0

It seems that when app engine taskqueue's get interrupted, they take 20 minutes or more to restart, is this behavior normal?

I am using the TaskQueue on Google Cloud's App Engine Flexible system. I regularly add tasks to the taskqueue and they get processed on the system. It appears that occasionally, the task gets interrupted in the middle of what it's doing. I don't know why this happens, but I assume it's probably because the instance that its on restarted itself.

My software is resilient to such restarts, but the problem is that it takes a full 20 minutes for the task to be restarted. Has anyone experienced this before?

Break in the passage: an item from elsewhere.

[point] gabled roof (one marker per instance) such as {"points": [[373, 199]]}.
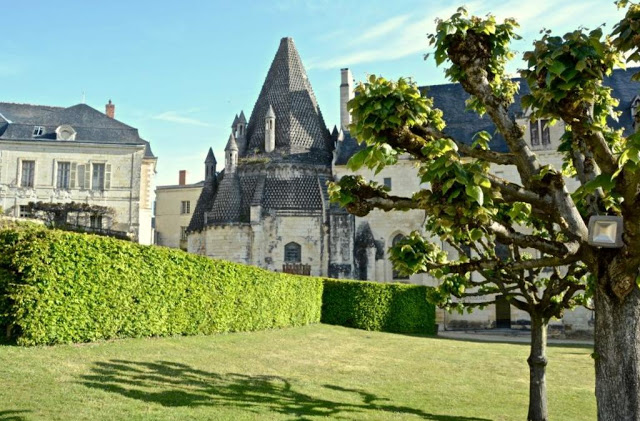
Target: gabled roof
{"points": [[210, 157], [231, 143], [300, 127], [463, 124], [91, 125]]}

enter image description here

speedplane
  • 15,673
  • 16
  • 86
  • 138

1 Answers1

2

I think you're right, an instance grabs the task and then goes down. Taskqueue doesn't realize it and waits for some kind of timeout.

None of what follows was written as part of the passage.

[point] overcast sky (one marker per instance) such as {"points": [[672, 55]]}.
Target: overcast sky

This sounds very similar to an issue i experienced: app engine instance dies instantly, locking up deferred tasks until they hit 10 minute timeout

So to answer your question, I would say yes this does happen. As for what to do, I guess it depends on what it is this task is doing, how often it runs, etc. If the 20 minute lag isnt a big deal I would just live with it, just because fixing it can be a bit of a wild goose chase, but here's what I would try:

  1. When launching tasks, launch duplicates as well with a staggered value for countdown/eta
  2. setup a separate microservice to handle/execute these tasks, hopefully this will make it's execution more predictable, you'll be able to tweak instance-size, & scaling settings to better suit it.
Alex
  • 5,141
  • 12
  • 26